First some background: I have text data files that are tabular and can easily climb into the 10s of GBs. The computer processing them is already heavily loaded from the hours long data collection(at up to 30-50MB/s) as it is doing device processing and control.Therefore, disk space and access are at a premium. We haven't moved from spinning disks to SSDs due to space constraints.
However, we are looking to do something with the just collected data that doesn't need every data point. We were hoping to decimate the data and collect every 1000th point. However, loading these files (Gigabytes each) puts a huge load on the disk which is unacceptable as it could interrupt the live collection system.
I was wondering if it was possible to use a low level method to access every nth byte (or some other method) in the file (like a database does) because the file is very well defined (Two 64 bit doubles in each row). I understand too low level access might not work because the hard drive might be fragmented, but what would the best approach/method be? I'd prefer a solution in python or ruby because that's what the processing will be done in, but in theory R, C, or Fortran could also work.

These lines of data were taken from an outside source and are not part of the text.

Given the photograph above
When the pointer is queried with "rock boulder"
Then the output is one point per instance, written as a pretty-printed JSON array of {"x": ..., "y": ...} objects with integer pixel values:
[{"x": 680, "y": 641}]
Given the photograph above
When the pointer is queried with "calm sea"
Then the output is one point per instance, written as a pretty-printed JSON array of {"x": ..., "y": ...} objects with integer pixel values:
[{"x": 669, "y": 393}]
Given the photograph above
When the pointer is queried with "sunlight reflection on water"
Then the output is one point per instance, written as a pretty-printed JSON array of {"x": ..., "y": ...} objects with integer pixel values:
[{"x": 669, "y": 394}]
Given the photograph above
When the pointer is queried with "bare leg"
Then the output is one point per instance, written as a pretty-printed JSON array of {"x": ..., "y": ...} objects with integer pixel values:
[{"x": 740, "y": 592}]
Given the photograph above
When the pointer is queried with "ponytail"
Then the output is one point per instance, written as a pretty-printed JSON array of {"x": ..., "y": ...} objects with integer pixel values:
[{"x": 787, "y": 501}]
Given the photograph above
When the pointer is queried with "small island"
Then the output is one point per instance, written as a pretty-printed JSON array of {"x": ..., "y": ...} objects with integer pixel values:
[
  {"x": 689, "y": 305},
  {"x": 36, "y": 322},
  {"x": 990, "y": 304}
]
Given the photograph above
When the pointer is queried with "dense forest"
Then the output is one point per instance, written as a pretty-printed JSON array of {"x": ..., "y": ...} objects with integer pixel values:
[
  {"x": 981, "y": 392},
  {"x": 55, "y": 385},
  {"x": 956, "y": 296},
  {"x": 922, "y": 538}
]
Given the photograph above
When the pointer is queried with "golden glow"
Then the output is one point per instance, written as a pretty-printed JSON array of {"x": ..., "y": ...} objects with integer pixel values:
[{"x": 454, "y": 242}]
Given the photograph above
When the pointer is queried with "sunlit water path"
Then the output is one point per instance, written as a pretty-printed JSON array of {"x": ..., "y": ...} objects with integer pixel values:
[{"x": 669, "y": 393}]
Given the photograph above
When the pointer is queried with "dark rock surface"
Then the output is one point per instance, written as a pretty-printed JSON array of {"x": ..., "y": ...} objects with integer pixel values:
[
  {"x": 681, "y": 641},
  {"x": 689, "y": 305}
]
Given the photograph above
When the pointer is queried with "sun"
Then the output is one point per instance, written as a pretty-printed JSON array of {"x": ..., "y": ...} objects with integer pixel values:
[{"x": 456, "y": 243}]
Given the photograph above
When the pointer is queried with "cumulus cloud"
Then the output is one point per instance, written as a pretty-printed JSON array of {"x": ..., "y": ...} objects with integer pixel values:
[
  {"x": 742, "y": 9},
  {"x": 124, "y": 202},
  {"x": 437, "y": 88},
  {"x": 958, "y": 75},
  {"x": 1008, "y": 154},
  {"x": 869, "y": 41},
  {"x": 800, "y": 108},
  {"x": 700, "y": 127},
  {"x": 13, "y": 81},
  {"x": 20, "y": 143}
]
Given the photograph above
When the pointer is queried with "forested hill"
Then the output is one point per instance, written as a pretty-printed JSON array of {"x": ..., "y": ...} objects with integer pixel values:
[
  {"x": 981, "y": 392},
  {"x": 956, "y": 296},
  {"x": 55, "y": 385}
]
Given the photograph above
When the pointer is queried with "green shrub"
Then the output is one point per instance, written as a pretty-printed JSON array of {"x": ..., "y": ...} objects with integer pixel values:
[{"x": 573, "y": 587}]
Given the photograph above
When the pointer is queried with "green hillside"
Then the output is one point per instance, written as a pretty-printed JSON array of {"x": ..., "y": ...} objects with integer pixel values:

Finally, upgrading the computer or hardware isn't an option, setting up the system took hundreds of man-hours so only software changes can be performed. However, it would be a longer term project but if a text file isn't the best way to handle these files, I'm open to other solutions too.
EDIT: We generate (depending on usage) anywhere from 50000 lines(records)/sec to 5 million lines/sec databases aren't feasible at this rate regardless.